Wall Street isn’t just worried about inflation—it’s worried about Washington. And so are bondholders.
Despite inflation cooling and unemployment staying low, long-term interest rates remain unusually high. The yield on the 10-year Treasury has hovered above 4% for months—its highest sustained level in over a decade. What’s driving this stubborn resistance to lower rates?
It’s not inflation expectations. Those have moderated. It’s not economic growth. That’s slowing. Instead, the market is responding to something more fundamental: the federal government’s relentless appetite for capital.
This year alone, the U.S. will pay more than $1 trillion in interest on its debt—more than it spends on Medicare or defense.
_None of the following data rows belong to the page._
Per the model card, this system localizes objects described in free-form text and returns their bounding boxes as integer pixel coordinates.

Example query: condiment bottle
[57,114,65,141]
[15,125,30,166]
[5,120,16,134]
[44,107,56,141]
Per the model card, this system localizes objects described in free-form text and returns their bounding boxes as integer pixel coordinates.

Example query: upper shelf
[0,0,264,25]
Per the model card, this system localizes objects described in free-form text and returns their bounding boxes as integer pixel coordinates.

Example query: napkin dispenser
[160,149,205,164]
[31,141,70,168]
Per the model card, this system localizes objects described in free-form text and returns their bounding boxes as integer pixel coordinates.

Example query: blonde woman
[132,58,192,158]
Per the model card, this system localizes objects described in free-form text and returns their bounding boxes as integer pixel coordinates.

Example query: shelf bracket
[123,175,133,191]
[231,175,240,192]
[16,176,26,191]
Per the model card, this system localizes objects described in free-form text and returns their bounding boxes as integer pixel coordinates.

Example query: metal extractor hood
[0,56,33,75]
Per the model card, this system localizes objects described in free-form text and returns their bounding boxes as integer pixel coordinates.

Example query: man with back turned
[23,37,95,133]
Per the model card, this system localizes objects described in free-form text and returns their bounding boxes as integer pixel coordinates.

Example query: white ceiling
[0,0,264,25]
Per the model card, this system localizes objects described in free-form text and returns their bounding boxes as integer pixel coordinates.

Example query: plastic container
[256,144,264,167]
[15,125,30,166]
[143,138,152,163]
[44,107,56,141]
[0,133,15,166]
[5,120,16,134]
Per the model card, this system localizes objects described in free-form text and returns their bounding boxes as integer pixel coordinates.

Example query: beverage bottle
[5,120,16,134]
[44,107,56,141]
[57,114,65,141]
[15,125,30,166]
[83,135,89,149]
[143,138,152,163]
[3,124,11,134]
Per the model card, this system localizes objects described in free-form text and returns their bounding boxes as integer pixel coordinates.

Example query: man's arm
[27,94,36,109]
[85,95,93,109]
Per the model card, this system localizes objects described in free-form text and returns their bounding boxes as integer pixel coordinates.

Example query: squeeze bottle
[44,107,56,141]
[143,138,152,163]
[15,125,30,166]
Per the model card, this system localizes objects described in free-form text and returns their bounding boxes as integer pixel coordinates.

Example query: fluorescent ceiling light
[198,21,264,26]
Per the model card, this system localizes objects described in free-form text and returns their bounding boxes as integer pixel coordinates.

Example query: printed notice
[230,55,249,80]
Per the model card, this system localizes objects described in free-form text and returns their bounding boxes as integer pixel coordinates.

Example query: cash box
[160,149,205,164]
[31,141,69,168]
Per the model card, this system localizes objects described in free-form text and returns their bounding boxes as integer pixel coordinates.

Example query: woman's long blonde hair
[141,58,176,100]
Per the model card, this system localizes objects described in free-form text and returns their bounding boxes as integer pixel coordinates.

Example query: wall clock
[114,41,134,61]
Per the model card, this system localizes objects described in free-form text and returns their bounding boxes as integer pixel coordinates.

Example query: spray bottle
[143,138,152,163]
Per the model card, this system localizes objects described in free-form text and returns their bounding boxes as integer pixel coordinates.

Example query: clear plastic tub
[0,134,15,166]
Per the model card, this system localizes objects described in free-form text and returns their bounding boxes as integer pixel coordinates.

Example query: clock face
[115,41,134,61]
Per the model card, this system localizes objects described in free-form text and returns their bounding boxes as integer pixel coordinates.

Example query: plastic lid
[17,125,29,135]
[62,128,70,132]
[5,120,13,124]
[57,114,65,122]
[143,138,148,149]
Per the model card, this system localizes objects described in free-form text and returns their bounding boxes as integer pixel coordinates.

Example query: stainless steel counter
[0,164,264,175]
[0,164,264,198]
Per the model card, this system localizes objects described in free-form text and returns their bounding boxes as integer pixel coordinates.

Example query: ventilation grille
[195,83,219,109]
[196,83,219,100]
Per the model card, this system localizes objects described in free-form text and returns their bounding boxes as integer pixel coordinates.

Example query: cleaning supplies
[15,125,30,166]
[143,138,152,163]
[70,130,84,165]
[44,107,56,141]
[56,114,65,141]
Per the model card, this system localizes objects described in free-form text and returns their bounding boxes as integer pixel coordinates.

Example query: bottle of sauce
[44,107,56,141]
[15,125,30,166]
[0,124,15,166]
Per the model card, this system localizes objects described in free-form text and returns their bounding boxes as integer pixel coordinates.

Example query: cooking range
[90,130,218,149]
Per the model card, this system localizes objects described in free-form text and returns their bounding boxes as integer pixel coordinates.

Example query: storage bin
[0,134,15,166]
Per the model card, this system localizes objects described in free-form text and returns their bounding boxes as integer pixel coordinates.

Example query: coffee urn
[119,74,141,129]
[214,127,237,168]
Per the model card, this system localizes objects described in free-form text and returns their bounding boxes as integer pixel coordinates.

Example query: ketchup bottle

These are not crisis-level expenditures; they’re structural deficits baked into the baseline.
And despite record tax revenue—more than $4.4 trillion last year—the deficit still approached $2 trillion. That’s not a failure to collect; it’s a failure to restrain spending.
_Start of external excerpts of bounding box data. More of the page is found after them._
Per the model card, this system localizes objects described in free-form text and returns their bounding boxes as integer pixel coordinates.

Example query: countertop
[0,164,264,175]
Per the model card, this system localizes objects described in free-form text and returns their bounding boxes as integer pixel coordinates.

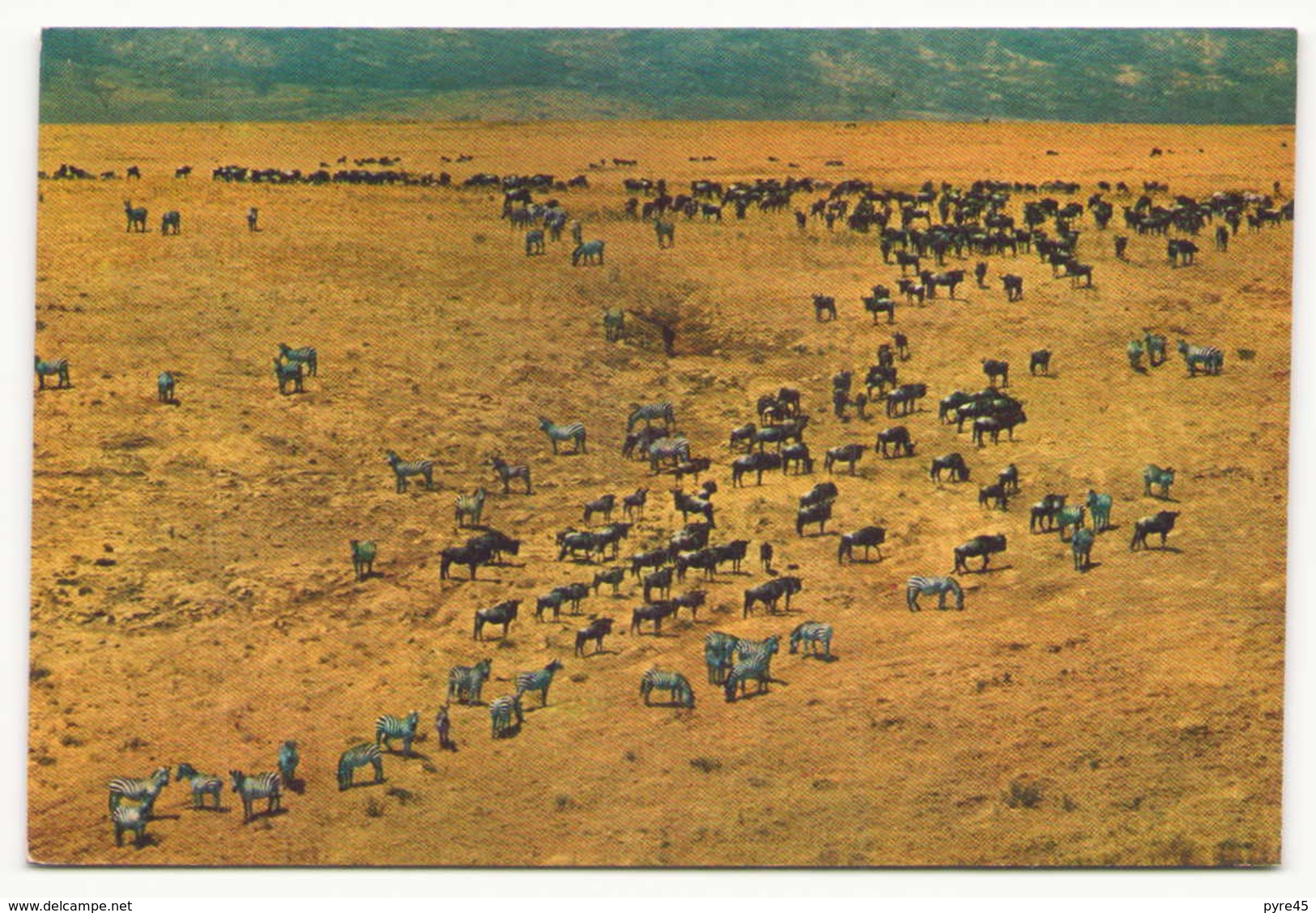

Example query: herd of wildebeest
[36,144,1293,845]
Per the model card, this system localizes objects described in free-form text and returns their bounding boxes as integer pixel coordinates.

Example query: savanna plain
[28,122,1293,866]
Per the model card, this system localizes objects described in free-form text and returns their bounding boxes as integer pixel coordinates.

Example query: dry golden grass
[29,124,1293,866]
Each Treasury auction floods the market with new debt, and the buyers are demanding higher yields. Why? Because supply is overwhelming demand. The government’s thirst for capital is leaving less room for private borrowers, entrepreneurs, and long-term investors.
This is the classic crowd-out effect—and we’re watching it unfold in real time. Capital is being absorbed not by innovative private-sector ventures but by a government borrowing to finance existing obligations and entitlements.
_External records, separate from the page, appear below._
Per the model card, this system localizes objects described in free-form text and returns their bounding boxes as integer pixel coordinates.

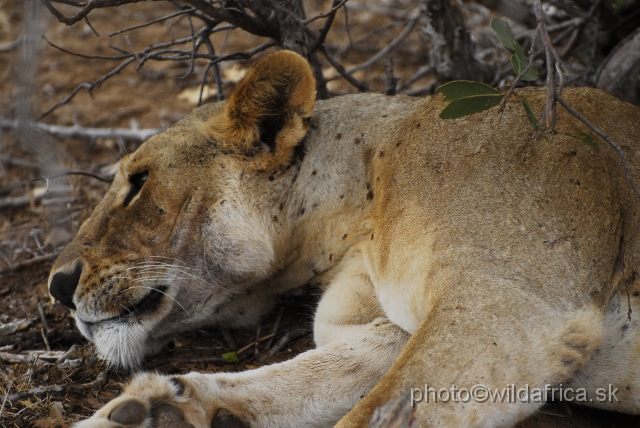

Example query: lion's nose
[49,262,82,309]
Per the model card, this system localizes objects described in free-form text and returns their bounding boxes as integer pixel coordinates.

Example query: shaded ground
[0,0,640,428]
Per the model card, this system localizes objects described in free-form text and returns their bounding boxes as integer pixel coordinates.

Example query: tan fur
[50,52,640,428]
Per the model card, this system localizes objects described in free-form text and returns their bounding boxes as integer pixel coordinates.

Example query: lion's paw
[74,373,245,428]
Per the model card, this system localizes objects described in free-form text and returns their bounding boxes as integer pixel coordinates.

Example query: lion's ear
[205,51,316,163]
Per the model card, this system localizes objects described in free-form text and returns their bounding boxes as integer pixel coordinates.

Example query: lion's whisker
[118,285,190,316]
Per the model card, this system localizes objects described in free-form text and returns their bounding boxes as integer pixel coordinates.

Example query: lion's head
[49,51,315,367]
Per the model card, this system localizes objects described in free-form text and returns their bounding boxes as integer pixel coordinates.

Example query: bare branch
[319,46,369,92]
[0,117,162,142]
[557,95,640,199]
[302,0,349,24]
[384,57,400,95]
[327,16,420,81]
[109,7,197,37]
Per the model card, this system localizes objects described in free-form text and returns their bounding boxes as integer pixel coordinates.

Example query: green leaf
[520,95,544,133]
[578,132,600,150]
[222,352,240,364]
[491,18,539,82]
[440,94,502,119]
[436,80,502,101]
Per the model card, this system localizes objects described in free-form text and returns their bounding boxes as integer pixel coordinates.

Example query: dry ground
[0,0,640,428]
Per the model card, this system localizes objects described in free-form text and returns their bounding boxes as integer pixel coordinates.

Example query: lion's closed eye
[124,171,149,207]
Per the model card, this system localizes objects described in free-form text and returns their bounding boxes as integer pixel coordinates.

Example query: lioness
[49,51,640,428]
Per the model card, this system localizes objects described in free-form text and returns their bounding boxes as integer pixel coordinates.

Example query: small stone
[49,401,64,418]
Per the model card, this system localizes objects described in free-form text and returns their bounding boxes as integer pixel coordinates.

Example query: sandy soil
[0,0,640,428]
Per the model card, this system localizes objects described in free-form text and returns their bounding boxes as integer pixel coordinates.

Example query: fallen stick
[3,372,107,402]
[260,329,307,362]
[0,252,60,274]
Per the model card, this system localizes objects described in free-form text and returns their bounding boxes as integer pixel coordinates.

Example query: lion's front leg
[76,319,408,428]
[78,251,409,428]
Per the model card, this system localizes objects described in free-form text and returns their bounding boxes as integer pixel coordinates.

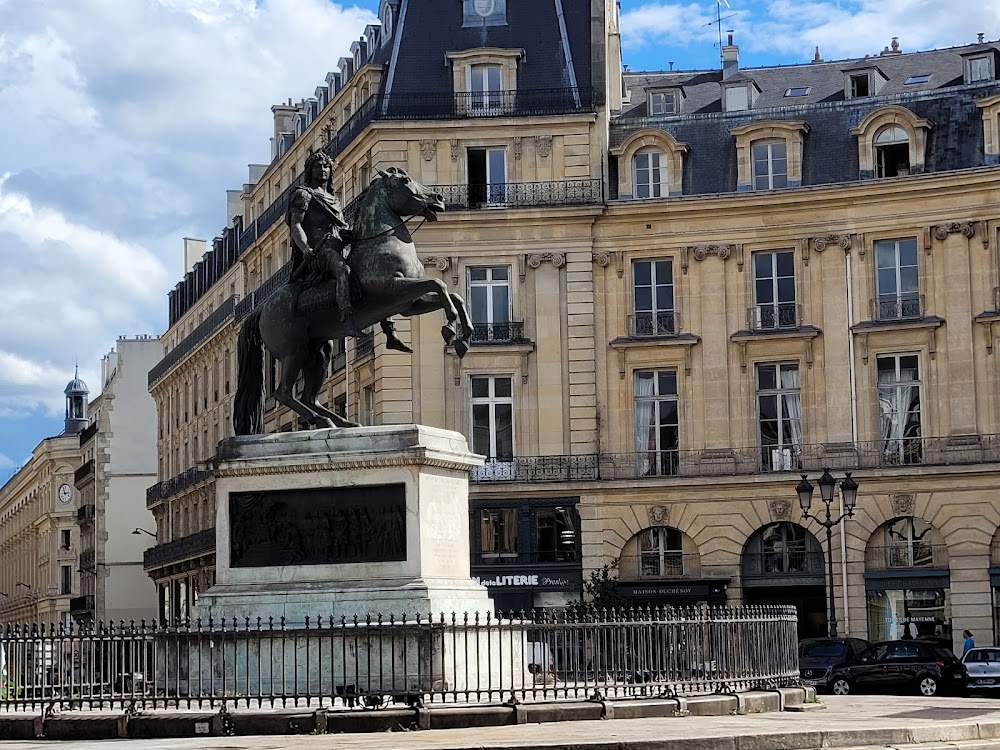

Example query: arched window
[874,125,910,177]
[632,148,668,198]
Some argue that deficits don’t matter. But the bond market seems to think otherwise. Interest rates are telling a story that too few in Washington want to hear: there is a cost to unchecked borrowing, and we’ve entered an era where that cost is rising fast.
If we want to preserve low rates, high investment, and long-term growth, it’s time to confront the fiscal elephant in the room. That means reining in structural deficits—not just raising taxes, but rethinking the scale and scope of federal commitments.
The bond market is talking. Will Washington listen?